Obesidade, pressão alta, hiperglicemia (excesso de açúcar no sangue), baixos índices de colesterol bom e níveis elevados de triglicerídeos são os principais fatores de risco, geralmente ligados à deposição central de gordura (gordura intra-abdominal) e à resistência insulínica.

Sem dúvida, a síndrome metabólica é um transtorno dos tempos atuais. Suas causas são múltiplas e complexas, mas giram em torno de maus hábitos, como o sedentarismo, a alimentação inadequada, o tabagismo e a rotina irregular de sono. Distúrbios hormonais, predisposição genética e envelhecimento também atuam.

A adoção de um estilo de vida saudável é essencial na sua prevenção e tratamento. Além da dieta, a atividade física assume papel central. Inúmeras pesquisas indicam que a prática regular de exercícios tem efeitos significativos em quadros de obesidade ou sobrepeso, hipertensão arterial, resistência à insulina, diabetes e dislipidemias.

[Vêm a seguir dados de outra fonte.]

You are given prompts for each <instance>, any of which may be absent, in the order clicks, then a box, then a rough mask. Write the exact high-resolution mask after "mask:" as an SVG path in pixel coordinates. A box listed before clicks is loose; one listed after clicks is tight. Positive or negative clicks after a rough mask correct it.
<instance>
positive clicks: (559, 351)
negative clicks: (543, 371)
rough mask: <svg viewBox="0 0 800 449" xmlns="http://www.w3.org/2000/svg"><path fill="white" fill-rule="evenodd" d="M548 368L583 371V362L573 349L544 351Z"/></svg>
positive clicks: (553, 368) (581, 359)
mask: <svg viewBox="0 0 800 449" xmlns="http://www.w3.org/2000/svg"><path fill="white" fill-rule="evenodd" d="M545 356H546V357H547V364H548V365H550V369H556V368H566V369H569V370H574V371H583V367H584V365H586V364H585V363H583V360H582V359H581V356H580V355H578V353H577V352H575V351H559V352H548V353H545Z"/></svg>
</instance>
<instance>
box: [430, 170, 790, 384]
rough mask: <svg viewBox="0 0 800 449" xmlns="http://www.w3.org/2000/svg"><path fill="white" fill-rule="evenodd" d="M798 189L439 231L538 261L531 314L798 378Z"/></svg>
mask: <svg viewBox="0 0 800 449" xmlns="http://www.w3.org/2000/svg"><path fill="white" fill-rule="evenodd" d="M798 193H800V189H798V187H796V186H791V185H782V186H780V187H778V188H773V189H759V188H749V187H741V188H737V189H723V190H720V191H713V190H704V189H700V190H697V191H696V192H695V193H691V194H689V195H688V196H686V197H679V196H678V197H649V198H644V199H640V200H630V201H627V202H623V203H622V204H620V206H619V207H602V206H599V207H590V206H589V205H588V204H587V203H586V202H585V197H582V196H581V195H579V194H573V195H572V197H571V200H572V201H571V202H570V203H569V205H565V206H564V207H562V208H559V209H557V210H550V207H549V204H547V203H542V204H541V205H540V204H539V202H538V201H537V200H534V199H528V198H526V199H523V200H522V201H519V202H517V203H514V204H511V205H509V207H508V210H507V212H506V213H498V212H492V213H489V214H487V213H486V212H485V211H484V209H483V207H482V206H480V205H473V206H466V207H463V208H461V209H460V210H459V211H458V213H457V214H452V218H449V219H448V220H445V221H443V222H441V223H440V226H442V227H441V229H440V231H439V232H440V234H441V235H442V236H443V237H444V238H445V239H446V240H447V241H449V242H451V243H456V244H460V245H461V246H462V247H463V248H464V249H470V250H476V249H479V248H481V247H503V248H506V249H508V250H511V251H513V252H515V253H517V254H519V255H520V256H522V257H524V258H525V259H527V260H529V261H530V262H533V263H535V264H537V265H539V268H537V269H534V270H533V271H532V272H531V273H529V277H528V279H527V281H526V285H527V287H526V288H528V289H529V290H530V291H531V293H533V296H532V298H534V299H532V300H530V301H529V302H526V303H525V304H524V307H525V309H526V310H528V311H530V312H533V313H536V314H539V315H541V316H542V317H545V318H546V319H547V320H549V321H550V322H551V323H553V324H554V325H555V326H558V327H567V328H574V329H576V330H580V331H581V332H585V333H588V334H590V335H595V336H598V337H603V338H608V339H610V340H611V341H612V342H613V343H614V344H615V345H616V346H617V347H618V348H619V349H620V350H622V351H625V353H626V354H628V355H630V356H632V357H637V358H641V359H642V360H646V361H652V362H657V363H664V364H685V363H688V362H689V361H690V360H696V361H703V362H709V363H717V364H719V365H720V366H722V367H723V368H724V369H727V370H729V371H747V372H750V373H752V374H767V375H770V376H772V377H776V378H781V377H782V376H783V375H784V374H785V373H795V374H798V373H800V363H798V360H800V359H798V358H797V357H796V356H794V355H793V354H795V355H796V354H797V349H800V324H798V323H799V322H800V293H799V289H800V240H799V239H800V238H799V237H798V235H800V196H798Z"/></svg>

Nenhuma dessas patologias inviabiliza a participação em programas de treinamento, entretanto exige maior atenção ao estado de saúde do praticante e seu condicionamento inicial, ao histórico médico e às necessidades apresentadas. Recomenda-se, nesses casos, a realização prévia de teste ergométrico para a avaliação cardiovascular.

A sessão de treino deve trabalhar a aptidão cardiorrespiratória, a força, a resistência muscular e a flexibilidade, portanto os estímulos aeróbicos e os exercícios resistidos fazem parte da sua estrutura. De modo geral, 30 minutos diários de práticas físicas leves ou moderadas já possibilitam benefícios consideráveis.